I’ve had a rough past few years. It started when I lost my grandma to diabetic complications in December of 2012. Four months later, I suffered another loss when cancer decided to take my aunt’s life. She’d fought it for a while, but it eventually wore her out. The heartbreak didn’t stop. In April of 2013, I lost my best friend (and childhood pet), Missy. It took me a while to get over the losses of the people that I cared about. There were times that I would go to sleep wondering if I would lose somebody else close to me. Sometimes I find my mind wandering back to them. As a (then) fourteen-year old, my coping skills weren’t that great, but I learned. The way I got through that rough patch was with baseball.
During the day, I would attend school like any regular child. When I got home, I would find that my mind would start to wander, and when it wandered, it didn’t go to the happiest places. That’s when I discovered that baseball was a good way to get my mind off of things. I would come home, and my face would be stuck in the computer for hours just looking at stats. I had to learn what each one of them meant, and when I did, it was game on. At one point, my dad even told me that if I knew anything else about baseball that my head would explode. When the game started, it was like nothing else mattered. I would sit, and let my eyes soak in what I saw. This became a daily ritual for me. When there was an off day, I tried to do other things, but none of them satisfied me quite like baseball did. During the offseason, I would often find it hard to keep my spirits up. I would put the television on MLB Network, and try to sink my claws into any baseball I could find.

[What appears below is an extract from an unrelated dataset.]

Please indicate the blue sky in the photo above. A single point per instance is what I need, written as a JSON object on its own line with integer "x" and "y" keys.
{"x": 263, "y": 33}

My luck started turning around, but just when I thought things were looking up for me, I was hit with yet another devastating blow: My great-grandma had been diagnosed with stage four breast cancer during October of 2013. Because it happened during the offseason, I didn’t have a way to get away from it all, which led me to make some bad choices. The saying, “With every action comes a reaction.” Is the summary of how things went for me. I got involved in something I had absolutely no business getting into, and it, for lack of a better term, screwed me over bigtime. Earlier this year, I completely shut down. I wouldn’t talk to my friends, I wouldn’t even talk to my family. I shut myself off from the world. The one thing that I didn’t shut myself off from was baseball. I still attended school, and I still had the same daily ritual, but I cut out a lot of people. Baseball was the one thing that had my full attention. Eventually, I came to my senses and realized that I couldn’t keep living the way I was, or I would ruin my entire life.
My life got hard, and at one point it seemed like everything around me was blowing up in my face. When the smoke finally cleared, there were two things that remained: My family, as broken as they might have been, and baseball. I got through those rough times that I thought I wouldn't end up getting through. Through all the loss and uncertainty, there was one thing that remained constant: Baseball. Particularly the Royals. The Royals helped me get through some tough stuff, so to answer, "It's just a game. Why can't you let it go?" I say this: Baseball is more than just a game to me. Baseball will always be more than just a game to me, so when the team that I love loses a heartbreaker, I’m going to show it. That's why I can't just let it go.